That's defined by the kind of faith he had that he was the prototype of. In the presence of him who gives in whom he believed, even God who gives life to the dead and calls those things which do not exist as though they did. Who contrary to hope in hope believed so that he became the father of many nations according to what was spoken.
So shall your descendants be. That is in Genesis 15 where he said you see the stars? That's how your descendants will be. And they're not just Jewish stars.
They're
many nations. And not being weak in faith he did not consider his own body already dead since he was about a hundred years old and the deadness of Sarah's womb. He did not waver at the promise of God through unbelief but was strengthened in faith giving glory to God and being fully convinced that what he had promised he was able also to perform.

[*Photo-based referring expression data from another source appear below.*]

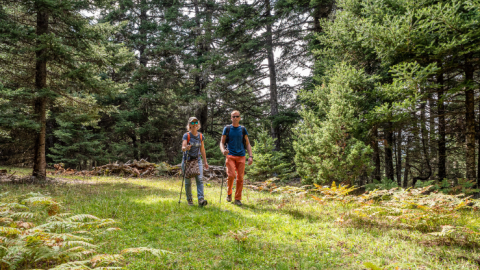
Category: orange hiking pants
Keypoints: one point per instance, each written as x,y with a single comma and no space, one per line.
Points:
235,163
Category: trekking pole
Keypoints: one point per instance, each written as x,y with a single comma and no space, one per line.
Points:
183,178
223,178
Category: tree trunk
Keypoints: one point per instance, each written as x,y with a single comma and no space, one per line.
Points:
376,154
407,164
273,76
399,157
470,120
40,104
136,151
389,173
442,149
200,81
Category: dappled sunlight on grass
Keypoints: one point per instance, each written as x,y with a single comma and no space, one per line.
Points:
280,232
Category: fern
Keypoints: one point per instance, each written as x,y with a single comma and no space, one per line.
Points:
107,260
60,239
9,231
80,265
22,215
82,218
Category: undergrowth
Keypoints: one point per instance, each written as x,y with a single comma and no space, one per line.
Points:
34,233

And therefore it was accounted to him for righteousness. Now therefore means because of what I've just been saying, it, his faith was counted to him for righteousness. Saying therefore suggests that had his faith been something else than I've just described it might not have been accounted to him for righteousness.
Because his
faith had this vigor, had this tenacity, had this total dedication, attachment. Because his faith was that way therefore it was counted to him for righteousness. There is such a thing as some people call faith that doesn't have any of those characteristics.
Doesn't have any
of that stick-to-itiveness. Doesn't have any of that tendency to not consider the natural circumstances and just believe that God is able to do whatever he wants and to act on that even to the point where he eventually was willing to offer up Isaac. That kind of behavior shows what kind of faith it was.
And therefore
it, that faith was counted for righteousness. A lesser species of faith would not have been presumably. That seems to be what Paul is suggesting.
Now it was not written for his sake alone that it was imputed to him but also for us. It shall be imputed to us who believe in him who raised up Jesus our Lord from the dead who was delivered up because of our offenses and was raised because of our justification. I need to wind this down real quickly here.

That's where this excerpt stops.